I bought a punnet of blueberries almost two weeks ago with the intention of baking for a blog event. Unfortunately, I didn't make it.... had to think of a simple recipe to use up the blueberries before it's too late. I wanted  to bake some  muffins but decided to bake some scones instead... I've not had scones for sometime. So I searched for a recipe from my collection of the American Home Baking Index Card which I used to subscribe when I was living in the US. 


I think these scones are gorgeous looking! I know.... some of you may think my scones look like rock buns.. that's what my sis-in-law thought. I didn't want to over handle the dough, so I  took some dough in my hand & just dropped it on the pan without shaping it too much.

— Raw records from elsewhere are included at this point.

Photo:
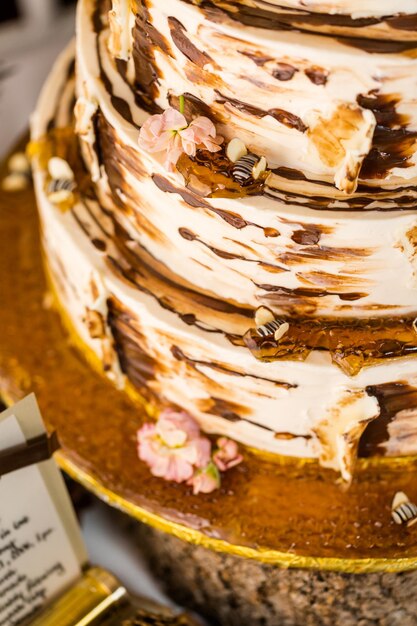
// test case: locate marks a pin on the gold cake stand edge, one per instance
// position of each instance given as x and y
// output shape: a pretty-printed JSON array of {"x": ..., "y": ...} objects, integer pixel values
[{"x": 271, "y": 557}]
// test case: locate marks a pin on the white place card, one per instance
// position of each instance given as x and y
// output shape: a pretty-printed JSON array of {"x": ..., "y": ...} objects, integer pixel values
[{"x": 41, "y": 549}]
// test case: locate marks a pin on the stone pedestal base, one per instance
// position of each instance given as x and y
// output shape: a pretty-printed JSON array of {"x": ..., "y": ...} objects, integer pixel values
[{"x": 232, "y": 591}]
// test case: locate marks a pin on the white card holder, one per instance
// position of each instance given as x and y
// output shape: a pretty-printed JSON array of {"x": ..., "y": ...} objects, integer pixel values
[{"x": 41, "y": 549}]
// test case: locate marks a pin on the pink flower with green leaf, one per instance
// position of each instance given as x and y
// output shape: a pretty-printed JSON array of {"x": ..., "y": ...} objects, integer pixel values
[
  {"x": 169, "y": 135},
  {"x": 227, "y": 454},
  {"x": 174, "y": 449}
]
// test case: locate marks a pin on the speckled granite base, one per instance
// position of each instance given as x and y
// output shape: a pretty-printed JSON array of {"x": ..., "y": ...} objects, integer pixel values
[{"x": 231, "y": 591}]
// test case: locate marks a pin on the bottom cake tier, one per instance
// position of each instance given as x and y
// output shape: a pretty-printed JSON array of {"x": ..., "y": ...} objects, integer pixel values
[{"x": 287, "y": 513}]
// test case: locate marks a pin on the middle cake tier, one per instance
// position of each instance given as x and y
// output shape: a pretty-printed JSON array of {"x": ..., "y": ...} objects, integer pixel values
[
  {"x": 240, "y": 252},
  {"x": 177, "y": 276}
]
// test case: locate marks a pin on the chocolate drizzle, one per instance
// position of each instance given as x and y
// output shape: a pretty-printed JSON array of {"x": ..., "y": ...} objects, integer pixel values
[
  {"x": 392, "y": 398},
  {"x": 189, "y": 50},
  {"x": 344, "y": 25},
  {"x": 393, "y": 143},
  {"x": 147, "y": 39},
  {"x": 283, "y": 117}
]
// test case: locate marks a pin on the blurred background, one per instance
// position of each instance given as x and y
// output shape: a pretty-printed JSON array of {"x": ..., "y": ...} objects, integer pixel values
[{"x": 32, "y": 32}]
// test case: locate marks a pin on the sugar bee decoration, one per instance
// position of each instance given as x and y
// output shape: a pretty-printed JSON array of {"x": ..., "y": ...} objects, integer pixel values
[
  {"x": 61, "y": 186},
  {"x": 267, "y": 325},
  {"x": 403, "y": 511},
  {"x": 247, "y": 167},
  {"x": 20, "y": 174}
]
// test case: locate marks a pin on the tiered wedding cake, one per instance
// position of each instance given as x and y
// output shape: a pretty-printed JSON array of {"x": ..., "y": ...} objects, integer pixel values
[{"x": 240, "y": 239}]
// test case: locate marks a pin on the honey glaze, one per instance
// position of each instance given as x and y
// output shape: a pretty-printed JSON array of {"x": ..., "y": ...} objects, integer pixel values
[
  {"x": 351, "y": 343},
  {"x": 211, "y": 175},
  {"x": 263, "y": 505}
]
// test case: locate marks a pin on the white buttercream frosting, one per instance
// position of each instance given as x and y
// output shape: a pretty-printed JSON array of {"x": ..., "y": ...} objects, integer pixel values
[{"x": 286, "y": 407}]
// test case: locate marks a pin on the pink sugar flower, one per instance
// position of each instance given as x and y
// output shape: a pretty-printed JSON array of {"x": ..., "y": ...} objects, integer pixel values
[
  {"x": 227, "y": 454},
  {"x": 206, "y": 480},
  {"x": 173, "y": 448},
  {"x": 169, "y": 135}
]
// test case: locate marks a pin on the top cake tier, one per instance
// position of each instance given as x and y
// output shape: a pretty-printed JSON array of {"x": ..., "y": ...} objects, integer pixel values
[
  {"x": 386, "y": 19},
  {"x": 337, "y": 110}
]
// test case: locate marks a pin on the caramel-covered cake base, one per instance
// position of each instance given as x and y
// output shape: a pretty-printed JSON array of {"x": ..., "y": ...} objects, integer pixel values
[{"x": 291, "y": 513}]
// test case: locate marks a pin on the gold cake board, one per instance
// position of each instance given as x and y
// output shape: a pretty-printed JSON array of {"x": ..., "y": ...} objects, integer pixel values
[{"x": 287, "y": 513}]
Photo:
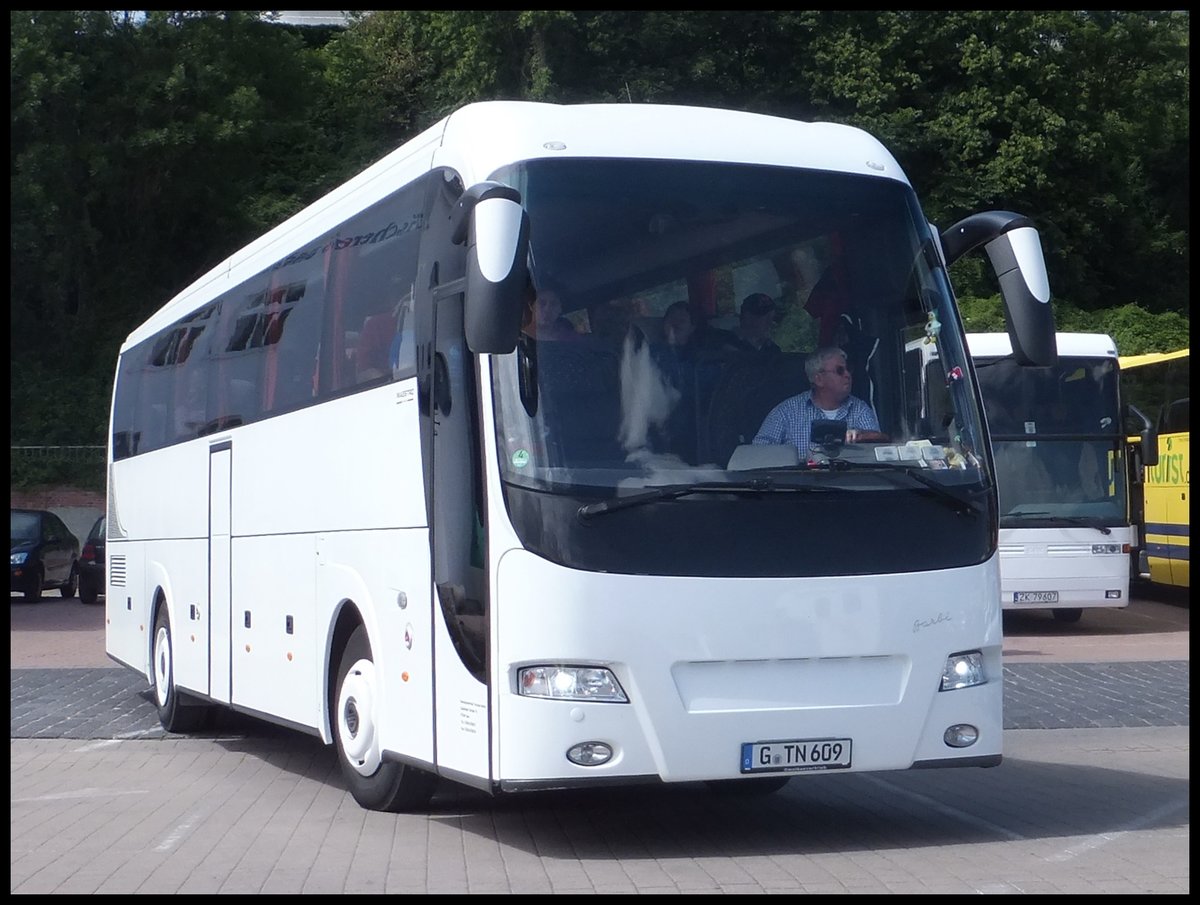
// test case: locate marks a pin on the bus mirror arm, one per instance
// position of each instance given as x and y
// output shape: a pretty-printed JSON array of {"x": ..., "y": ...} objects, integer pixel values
[
  {"x": 491, "y": 221},
  {"x": 1149, "y": 436},
  {"x": 1015, "y": 253}
]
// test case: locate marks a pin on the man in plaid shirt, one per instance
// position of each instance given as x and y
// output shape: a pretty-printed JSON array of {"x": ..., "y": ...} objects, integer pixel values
[{"x": 791, "y": 420}]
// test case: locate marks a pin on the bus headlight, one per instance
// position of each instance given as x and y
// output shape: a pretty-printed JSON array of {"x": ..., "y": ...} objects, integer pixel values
[
  {"x": 963, "y": 670},
  {"x": 570, "y": 683}
]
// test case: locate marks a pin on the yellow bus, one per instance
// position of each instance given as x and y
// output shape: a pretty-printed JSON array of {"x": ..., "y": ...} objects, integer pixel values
[{"x": 1157, "y": 384}]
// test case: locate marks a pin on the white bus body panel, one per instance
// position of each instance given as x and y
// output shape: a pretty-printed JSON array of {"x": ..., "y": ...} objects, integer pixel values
[
  {"x": 312, "y": 526},
  {"x": 1033, "y": 559},
  {"x": 709, "y": 664}
]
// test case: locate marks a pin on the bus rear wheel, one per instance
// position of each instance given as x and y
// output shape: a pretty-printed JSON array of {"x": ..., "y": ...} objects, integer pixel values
[
  {"x": 375, "y": 784},
  {"x": 174, "y": 714}
]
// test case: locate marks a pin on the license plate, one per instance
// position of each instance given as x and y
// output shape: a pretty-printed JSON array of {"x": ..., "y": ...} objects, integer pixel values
[
  {"x": 796, "y": 756},
  {"x": 1035, "y": 597}
]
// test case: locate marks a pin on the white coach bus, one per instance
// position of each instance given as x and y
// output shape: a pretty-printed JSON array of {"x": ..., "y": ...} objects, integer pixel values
[
  {"x": 1066, "y": 473},
  {"x": 353, "y": 492}
]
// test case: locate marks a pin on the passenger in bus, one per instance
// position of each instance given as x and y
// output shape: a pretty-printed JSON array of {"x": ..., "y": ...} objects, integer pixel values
[
  {"x": 612, "y": 322},
  {"x": 756, "y": 317},
  {"x": 828, "y": 397},
  {"x": 544, "y": 318},
  {"x": 375, "y": 342}
]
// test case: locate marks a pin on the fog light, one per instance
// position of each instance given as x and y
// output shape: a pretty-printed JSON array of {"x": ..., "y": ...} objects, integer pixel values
[
  {"x": 961, "y": 736},
  {"x": 589, "y": 754},
  {"x": 963, "y": 670}
]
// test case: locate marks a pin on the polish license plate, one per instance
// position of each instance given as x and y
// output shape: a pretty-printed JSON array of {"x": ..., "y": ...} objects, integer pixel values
[
  {"x": 796, "y": 756},
  {"x": 1035, "y": 597}
]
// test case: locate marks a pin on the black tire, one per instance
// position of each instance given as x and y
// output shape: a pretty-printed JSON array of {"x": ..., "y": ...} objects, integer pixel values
[
  {"x": 34, "y": 588},
  {"x": 175, "y": 713},
  {"x": 89, "y": 591},
  {"x": 748, "y": 787},
  {"x": 72, "y": 583},
  {"x": 375, "y": 784}
]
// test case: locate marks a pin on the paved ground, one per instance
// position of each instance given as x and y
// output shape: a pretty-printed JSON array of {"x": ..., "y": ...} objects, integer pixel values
[{"x": 1093, "y": 795}]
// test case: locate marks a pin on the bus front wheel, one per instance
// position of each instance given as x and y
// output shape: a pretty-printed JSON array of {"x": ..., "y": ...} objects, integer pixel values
[
  {"x": 375, "y": 784},
  {"x": 174, "y": 714}
]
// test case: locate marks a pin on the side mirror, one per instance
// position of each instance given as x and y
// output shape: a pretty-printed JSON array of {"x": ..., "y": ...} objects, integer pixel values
[
  {"x": 1015, "y": 252},
  {"x": 1149, "y": 443},
  {"x": 491, "y": 221}
]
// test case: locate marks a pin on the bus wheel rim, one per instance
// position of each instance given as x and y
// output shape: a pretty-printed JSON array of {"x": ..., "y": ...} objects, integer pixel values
[
  {"x": 357, "y": 729},
  {"x": 162, "y": 665}
]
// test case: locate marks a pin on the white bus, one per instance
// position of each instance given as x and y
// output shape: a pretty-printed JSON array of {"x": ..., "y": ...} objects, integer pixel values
[
  {"x": 349, "y": 495},
  {"x": 1065, "y": 472}
]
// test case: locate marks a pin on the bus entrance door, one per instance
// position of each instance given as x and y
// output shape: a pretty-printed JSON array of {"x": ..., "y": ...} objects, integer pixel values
[{"x": 220, "y": 528}]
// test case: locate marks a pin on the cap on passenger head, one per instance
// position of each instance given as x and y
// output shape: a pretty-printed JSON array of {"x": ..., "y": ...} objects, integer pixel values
[{"x": 757, "y": 303}]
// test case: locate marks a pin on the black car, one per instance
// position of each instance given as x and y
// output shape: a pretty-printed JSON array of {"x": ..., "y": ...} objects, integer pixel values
[
  {"x": 91, "y": 564},
  {"x": 45, "y": 553}
]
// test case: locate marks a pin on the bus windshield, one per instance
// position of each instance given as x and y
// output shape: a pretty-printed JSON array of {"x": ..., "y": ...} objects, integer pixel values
[
  {"x": 1059, "y": 443},
  {"x": 617, "y": 396}
]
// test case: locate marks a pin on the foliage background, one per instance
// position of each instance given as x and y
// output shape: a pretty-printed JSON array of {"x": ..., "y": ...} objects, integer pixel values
[{"x": 147, "y": 149}]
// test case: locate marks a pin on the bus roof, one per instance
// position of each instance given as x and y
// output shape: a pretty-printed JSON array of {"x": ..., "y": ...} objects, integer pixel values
[
  {"x": 1151, "y": 358},
  {"x": 1069, "y": 345},
  {"x": 479, "y": 138}
]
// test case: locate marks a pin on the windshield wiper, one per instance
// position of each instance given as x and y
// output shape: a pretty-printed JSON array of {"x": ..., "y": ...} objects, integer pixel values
[
  {"x": 918, "y": 474},
  {"x": 1087, "y": 521},
  {"x": 673, "y": 491}
]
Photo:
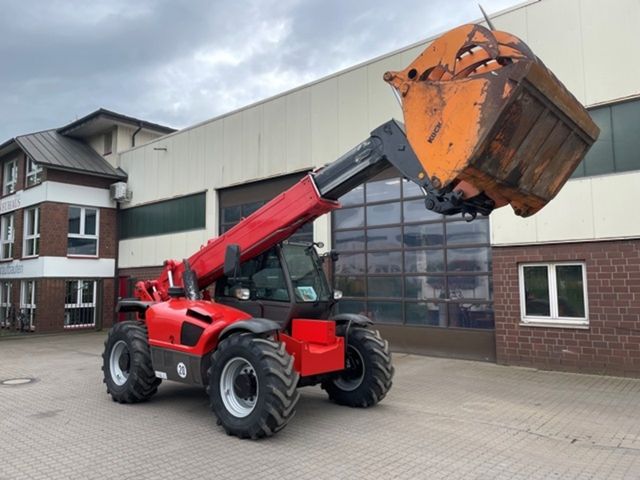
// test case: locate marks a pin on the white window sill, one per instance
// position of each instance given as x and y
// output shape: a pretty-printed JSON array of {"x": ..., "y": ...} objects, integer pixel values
[{"x": 554, "y": 324}]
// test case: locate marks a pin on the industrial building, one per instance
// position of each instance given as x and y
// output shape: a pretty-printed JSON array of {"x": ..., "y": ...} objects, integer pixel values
[{"x": 560, "y": 290}]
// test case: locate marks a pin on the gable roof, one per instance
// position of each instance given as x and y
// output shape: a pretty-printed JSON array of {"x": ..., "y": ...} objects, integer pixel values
[{"x": 56, "y": 151}]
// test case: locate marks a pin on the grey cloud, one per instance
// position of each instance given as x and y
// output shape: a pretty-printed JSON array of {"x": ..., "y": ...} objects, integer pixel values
[{"x": 179, "y": 62}]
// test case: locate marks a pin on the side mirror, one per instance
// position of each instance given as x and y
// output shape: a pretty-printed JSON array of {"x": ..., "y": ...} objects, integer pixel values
[
  {"x": 232, "y": 260},
  {"x": 241, "y": 293}
]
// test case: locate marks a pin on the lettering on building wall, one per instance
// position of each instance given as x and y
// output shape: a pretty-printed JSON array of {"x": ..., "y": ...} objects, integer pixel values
[
  {"x": 10, "y": 203},
  {"x": 11, "y": 269}
]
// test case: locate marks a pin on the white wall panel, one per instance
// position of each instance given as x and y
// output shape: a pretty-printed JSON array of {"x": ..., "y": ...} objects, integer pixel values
[
  {"x": 514, "y": 22},
  {"x": 274, "y": 125},
  {"x": 252, "y": 140},
  {"x": 233, "y": 162},
  {"x": 298, "y": 136},
  {"x": 554, "y": 34},
  {"x": 352, "y": 109},
  {"x": 381, "y": 102},
  {"x": 584, "y": 210},
  {"x": 609, "y": 37},
  {"x": 324, "y": 121}
]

The scones also have great texture.... slightly crumbly & moderately dense. I tasted a warm piece &   thought it would really be great eaten with some jam or honey because, although it has a rich flavour, it wasn't t sweet at all. Then, while typing the recipe, it just occurred to me that I had totally missed out the sugar in the dough! The only sugar I used was for the garnish.....  I'm not sure how that had affected the texture of my scones but as far as the taste is concerned, it's not a problem at all. I suppose with the sugar, the scones can just be eaten on its own.


Blueberry Scones
Source: American Home Baking Index Card

2 cups all-purpose flour
1/3 cup granulated sugar
2 tsp baking powder
1/4 salt
5  tbsp (71g) chilled butter, cut into small pieces
1 large egg, lightly beaten
1/2 cup shredded sweetened coconut (I used unsweetened dessicated coconut.)
1/2 cup milk
1/4 tsp grated lime rind or lemon rind
1 cup fresh or frozen blueberries, thawed & drained

Glaze & garnish
1 tbsp milk
2 tsp granulated sugar
  1. Preheat oven to 425 deg F. Grease baking sheet.
  2. In a large bowl, mix together flour, sugar, baking powder, & salt. Using a pastry blender or 2 knives, cut butter into flour mixture until coarse crumbs form. Make a well in the center.
  3. Mix together egg, coconut, milk, & lime rind. Pour egg mixture into well in flour mixture. Stir with a fork until dry ingredients are just moistened. Gently stir in berries until evenly combined.
  4. Spoon scones, 2 inches apart, onto prepared baking sheet. Brush scones with milk. Sprinkle with sugar.
  5. Bake scones until golden, 18-20 minutes. Transfer to a wire rack to cool slightly.
Baking tips:
  • If using frozen berries, thaw & drain them on a paper towel. This will prevent excess liquid from discolouring dough.
  • Combining coconut with liquid ingredients softens it & enhances its flavour.